Sonnen also pointed out that he had notified both Dodd and UFC physician Dr Jeff Davidson of the treatment ahead of his bout with Silva, something Dodd later confirmed. However, when asked why he did not admit to testosterone usage when listing 'other medications' in the pre-fight questionnaire, Sonnen could only cite embarrassment.

"I don't have a problem with disclosing testosterone," he said. "What I do have a problem with is if somebody asks me why. I don't want them to say, 'Why are you on testosterone?' and I have to re-live my youth and not going through puberty and being teased. When I don't write that down, I don't want to write it down, but I shared it directly with the commissioner's office. I felt I went to the top, and I didn't need to do anything subsequent to that.
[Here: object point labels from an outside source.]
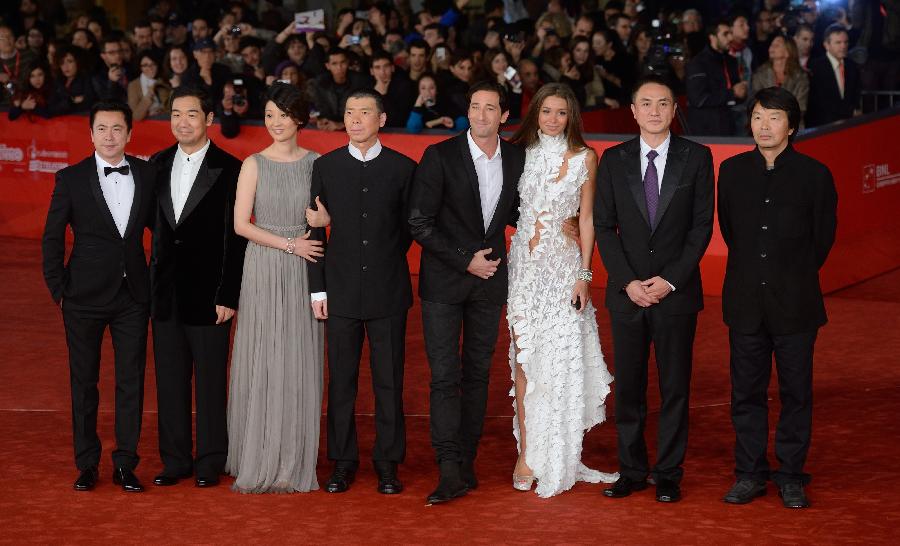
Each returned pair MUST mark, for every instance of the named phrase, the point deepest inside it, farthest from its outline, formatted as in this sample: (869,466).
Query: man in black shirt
(365,187)
(394,87)
(329,91)
(713,85)
(777,213)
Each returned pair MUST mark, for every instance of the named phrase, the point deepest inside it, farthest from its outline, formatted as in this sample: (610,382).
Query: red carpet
(853,458)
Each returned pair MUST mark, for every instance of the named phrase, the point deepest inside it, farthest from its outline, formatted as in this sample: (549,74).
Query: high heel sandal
(523,483)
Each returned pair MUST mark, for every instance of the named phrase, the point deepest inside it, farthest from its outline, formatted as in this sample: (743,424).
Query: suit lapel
(631,156)
(508,190)
(136,200)
(675,162)
(98,196)
(165,186)
(206,179)
(469,167)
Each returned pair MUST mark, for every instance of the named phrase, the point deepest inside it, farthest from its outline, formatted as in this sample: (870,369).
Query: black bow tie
(121,170)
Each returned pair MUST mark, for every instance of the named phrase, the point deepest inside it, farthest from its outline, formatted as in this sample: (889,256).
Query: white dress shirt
(118,191)
(660,162)
(371,154)
(184,171)
(836,66)
(490,178)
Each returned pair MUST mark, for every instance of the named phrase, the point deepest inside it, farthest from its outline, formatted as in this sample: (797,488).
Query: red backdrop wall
(865,166)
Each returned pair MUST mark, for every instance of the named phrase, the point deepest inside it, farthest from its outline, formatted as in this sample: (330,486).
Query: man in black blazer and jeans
(196,271)
(107,200)
(362,287)
(777,213)
(653,217)
(463,197)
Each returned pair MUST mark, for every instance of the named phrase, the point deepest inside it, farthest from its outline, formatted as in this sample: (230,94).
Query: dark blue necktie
(651,187)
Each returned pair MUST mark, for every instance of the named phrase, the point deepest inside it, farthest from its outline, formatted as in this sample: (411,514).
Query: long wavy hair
(527,134)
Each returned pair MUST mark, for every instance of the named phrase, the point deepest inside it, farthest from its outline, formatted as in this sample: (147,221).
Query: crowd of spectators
(422,56)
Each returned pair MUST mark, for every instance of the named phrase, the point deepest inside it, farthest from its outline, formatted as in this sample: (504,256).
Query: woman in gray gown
(275,398)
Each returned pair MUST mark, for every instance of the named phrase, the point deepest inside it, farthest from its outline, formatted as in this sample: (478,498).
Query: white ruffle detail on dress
(558,348)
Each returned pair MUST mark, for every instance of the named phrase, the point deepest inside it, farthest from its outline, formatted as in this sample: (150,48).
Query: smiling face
(653,108)
(281,127)
(771,128)
(485,115)
(362,120)
(109,134)
(188,122)
(554,116)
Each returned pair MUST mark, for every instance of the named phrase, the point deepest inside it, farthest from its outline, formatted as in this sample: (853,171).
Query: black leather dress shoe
(206,480)
(744,491)
(86,480)
(341,478)
(388,483)
(467,474)
(792,496)
(165,479)
(667,491)
(624,486)
(126,478)
(450,485)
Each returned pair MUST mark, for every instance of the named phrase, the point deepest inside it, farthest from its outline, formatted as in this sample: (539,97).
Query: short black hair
(380,55)
(290,100)
(713,28)
(421,44)
(206,103)
(778,98)
(111,106)
(651,79)
(493,86)
(369,94)
(834,28)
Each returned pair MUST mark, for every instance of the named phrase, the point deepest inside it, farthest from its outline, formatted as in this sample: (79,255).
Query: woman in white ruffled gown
(560,379)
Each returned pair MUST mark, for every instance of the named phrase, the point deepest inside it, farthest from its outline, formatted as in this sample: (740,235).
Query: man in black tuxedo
(107,200)
(653,217)
(365,186)
(834,87)
(463,197)
(196,272)
(777,213)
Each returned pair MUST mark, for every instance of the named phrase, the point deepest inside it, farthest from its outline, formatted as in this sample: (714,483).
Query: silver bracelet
(585,275)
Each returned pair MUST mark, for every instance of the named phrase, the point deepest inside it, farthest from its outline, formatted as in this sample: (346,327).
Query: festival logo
(876,176)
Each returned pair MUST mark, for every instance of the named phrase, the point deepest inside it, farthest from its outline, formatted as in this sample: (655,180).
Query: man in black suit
(834,87)
(463,197)
(107,200)
(196,272)
(365,186)
(777,213)
(713,85)
(653,217)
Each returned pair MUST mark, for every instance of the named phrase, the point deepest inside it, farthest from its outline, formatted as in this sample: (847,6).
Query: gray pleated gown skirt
(275,396)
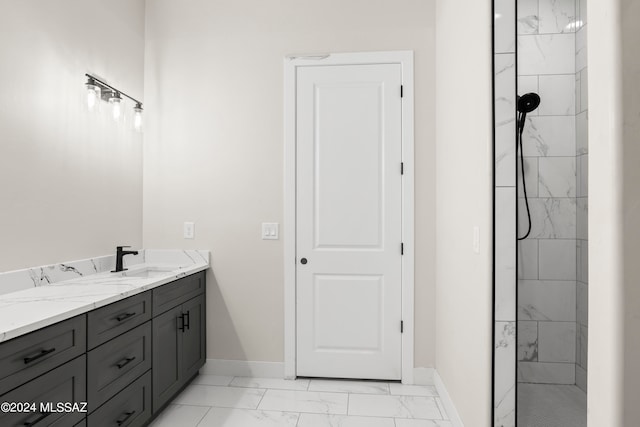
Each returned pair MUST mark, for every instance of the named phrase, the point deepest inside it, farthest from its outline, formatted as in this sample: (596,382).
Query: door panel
(348,221)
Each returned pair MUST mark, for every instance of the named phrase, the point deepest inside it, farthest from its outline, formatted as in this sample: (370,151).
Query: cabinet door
(193,340)
(167,356)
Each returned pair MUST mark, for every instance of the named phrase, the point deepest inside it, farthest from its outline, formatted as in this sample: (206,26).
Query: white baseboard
(243,368)
(423,376)
(452,412)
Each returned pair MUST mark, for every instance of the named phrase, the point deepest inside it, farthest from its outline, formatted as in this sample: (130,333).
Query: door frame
(291,63)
"In hindsight, looking back and staying up nights thinking about this, I still do not know what I could have done differently," Sonnen said. "I make a joke to my lawyers that outside of grabbing the microphone from Joe Rogan and making an announcement on live television, there was simply nobody else to tell that I was on testosterone."

Sonnen's physician confirmed that the fighter could not compete without the treatment he has been receiving, and the Commission ruled that the year-long suspension should be halved. As a result, Sonnen can return to the Octagon from March 2, 2011.